I'm not even sure it would be right to say that Anderson was prescient when he wrote here, in the mid-nineties, that "the central case against capitalism today is ecological crisis and social polarization," and the called-for response is a planned economy on a global scale. Surely plenty of people back then saw where our collective irresponsibility was leading us. But his predictions of, for example, increased migration out of the Global South and a corresponding militarism around the borders of the wealthier parts of the world seem awfully close to what we've started to see in the last 15 years.

At the very end, Anderson gives us a sketch of four possible futures for the socialist movement — "oblivion, transvaluation, mutation, redemption" or "Jesuit, Leveller, Jacobin, Liberal" in a different deck. A hint of vigor in the labor movement of the last few years — more in service and logistics than production, perhaps — and the rhetoric of the Green New Deal suggests that social-democratic politics have a toehold in the U.S., at least. BLM-related protests are their own phenomenon, capturing popular sentiment but with little, or ineffective, organizational infrastructure to show for it.

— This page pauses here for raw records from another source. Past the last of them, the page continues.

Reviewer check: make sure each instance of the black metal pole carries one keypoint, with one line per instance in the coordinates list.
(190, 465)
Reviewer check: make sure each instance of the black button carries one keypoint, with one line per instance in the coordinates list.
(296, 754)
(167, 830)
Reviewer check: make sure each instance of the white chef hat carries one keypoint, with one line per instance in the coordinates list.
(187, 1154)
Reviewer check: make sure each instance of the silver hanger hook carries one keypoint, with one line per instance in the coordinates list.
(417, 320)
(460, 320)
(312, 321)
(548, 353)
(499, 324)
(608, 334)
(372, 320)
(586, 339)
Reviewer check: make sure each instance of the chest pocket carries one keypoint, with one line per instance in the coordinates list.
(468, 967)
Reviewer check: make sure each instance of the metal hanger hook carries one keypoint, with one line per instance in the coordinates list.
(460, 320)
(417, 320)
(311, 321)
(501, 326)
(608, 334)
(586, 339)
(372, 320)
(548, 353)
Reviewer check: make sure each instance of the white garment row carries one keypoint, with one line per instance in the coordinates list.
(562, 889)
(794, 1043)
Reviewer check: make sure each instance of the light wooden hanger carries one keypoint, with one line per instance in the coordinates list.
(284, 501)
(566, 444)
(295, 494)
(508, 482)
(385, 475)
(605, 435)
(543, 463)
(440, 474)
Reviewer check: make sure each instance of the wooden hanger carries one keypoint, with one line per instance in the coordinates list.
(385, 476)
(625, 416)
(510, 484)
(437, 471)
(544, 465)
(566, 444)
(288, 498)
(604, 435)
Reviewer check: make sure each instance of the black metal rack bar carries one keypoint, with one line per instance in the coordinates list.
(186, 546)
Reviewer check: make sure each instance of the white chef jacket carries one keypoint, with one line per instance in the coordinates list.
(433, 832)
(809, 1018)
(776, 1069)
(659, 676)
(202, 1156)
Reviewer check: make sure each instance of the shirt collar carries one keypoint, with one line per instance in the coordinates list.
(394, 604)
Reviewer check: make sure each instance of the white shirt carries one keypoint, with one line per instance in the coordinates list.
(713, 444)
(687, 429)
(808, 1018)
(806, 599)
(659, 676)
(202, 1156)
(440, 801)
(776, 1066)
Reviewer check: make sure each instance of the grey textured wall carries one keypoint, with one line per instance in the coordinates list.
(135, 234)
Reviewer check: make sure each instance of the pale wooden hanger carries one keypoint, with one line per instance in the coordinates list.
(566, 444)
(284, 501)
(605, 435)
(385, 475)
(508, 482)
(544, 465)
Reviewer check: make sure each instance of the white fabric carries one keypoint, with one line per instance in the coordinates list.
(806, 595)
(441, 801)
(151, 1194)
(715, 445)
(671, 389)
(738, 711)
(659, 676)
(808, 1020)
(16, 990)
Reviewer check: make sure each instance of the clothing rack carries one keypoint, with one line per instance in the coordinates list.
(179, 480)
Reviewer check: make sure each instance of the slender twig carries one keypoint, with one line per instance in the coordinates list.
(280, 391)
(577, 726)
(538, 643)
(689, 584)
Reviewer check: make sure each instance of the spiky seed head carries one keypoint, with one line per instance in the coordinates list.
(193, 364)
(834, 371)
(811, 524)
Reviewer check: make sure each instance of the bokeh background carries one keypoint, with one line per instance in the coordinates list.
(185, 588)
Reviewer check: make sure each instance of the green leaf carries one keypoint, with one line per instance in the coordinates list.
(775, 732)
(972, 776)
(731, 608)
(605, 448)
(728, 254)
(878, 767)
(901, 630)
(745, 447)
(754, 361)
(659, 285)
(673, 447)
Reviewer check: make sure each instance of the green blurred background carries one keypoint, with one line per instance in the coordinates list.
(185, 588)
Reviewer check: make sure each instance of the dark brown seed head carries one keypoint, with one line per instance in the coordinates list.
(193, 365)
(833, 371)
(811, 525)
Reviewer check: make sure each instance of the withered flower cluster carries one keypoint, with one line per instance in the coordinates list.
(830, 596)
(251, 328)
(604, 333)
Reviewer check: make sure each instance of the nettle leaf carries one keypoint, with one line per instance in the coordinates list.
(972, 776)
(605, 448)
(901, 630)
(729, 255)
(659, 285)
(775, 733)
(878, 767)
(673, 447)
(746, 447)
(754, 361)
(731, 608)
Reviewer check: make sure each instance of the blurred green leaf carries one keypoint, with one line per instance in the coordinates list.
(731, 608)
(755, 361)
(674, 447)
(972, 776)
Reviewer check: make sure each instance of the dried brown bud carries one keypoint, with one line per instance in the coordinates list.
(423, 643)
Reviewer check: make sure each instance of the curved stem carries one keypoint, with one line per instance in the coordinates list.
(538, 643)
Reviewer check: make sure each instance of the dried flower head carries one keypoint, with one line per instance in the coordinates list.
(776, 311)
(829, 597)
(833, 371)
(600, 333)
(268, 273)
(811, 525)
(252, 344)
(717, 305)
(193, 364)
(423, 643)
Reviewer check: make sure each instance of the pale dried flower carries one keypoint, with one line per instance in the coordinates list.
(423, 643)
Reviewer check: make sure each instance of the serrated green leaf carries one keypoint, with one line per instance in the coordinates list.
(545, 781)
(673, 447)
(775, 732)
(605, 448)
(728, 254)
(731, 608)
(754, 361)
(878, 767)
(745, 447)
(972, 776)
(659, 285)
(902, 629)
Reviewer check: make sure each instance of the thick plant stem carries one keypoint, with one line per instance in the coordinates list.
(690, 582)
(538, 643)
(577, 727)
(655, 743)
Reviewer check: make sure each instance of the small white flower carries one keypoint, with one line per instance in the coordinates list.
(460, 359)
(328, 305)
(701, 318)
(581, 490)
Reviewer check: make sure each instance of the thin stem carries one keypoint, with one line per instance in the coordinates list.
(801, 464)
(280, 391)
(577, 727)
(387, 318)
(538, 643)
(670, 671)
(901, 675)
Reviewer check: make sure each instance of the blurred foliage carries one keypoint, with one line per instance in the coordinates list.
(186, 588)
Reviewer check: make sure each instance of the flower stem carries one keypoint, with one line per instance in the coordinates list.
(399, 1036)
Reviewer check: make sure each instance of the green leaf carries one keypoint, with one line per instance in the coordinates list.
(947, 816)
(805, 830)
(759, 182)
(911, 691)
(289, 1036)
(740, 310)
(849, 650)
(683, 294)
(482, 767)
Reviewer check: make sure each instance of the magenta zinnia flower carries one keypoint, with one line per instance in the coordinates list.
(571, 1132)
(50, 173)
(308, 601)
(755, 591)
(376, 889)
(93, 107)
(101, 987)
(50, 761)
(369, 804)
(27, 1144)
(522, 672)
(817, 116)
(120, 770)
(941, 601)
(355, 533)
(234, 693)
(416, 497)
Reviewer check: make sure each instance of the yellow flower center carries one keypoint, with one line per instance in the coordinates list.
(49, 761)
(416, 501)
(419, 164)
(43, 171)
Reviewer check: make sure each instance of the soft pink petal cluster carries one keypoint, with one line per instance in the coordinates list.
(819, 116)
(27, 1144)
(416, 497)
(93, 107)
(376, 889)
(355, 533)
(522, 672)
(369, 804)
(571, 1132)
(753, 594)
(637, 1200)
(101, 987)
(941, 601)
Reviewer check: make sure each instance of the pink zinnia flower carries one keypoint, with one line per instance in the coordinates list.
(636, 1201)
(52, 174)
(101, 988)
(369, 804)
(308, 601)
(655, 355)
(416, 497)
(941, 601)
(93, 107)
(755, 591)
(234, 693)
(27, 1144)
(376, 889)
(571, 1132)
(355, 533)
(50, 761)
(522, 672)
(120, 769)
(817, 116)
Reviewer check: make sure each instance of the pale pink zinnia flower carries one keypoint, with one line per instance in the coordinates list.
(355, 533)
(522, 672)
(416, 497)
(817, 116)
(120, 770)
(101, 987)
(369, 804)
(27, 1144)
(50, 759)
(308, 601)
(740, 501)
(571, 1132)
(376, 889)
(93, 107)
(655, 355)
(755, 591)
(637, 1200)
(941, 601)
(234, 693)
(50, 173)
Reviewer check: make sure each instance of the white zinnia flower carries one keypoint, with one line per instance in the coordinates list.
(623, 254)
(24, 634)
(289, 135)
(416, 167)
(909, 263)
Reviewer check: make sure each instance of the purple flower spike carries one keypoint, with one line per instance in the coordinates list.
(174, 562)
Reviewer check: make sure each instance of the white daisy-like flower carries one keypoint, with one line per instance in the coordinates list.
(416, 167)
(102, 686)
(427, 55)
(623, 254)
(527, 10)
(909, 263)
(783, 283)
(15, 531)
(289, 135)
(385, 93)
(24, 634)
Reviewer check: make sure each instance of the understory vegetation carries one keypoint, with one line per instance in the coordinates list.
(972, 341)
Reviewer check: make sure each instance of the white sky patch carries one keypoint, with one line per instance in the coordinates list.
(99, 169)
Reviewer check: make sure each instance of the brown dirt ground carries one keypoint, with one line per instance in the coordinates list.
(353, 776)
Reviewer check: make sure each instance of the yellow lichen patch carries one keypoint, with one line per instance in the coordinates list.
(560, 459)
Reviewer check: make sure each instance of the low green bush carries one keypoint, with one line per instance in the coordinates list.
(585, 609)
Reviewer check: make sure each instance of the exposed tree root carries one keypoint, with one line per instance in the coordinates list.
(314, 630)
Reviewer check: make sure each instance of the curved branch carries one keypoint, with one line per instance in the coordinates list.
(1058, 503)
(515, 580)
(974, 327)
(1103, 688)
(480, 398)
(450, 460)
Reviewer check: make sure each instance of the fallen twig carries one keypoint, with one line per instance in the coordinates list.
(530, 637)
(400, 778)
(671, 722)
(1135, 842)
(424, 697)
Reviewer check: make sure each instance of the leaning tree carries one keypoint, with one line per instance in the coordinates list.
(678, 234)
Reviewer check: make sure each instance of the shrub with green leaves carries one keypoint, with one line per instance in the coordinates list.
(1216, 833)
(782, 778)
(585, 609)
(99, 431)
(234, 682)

In some sense, all of Anderson's possible futures still seem like live possibilities.

Internationally and domestically, though, continued backsliding almost seems more likely than anything else (Trumpism, Bolsonaro, despite his recent defeat, Putin), and it would be useful to remember Anderson's warning elsewhere in the book: "If a parliamentary road to socialism has yet to be seen, Italian and German experience between the wars is a reminder that there is a parliamentary road to fascism."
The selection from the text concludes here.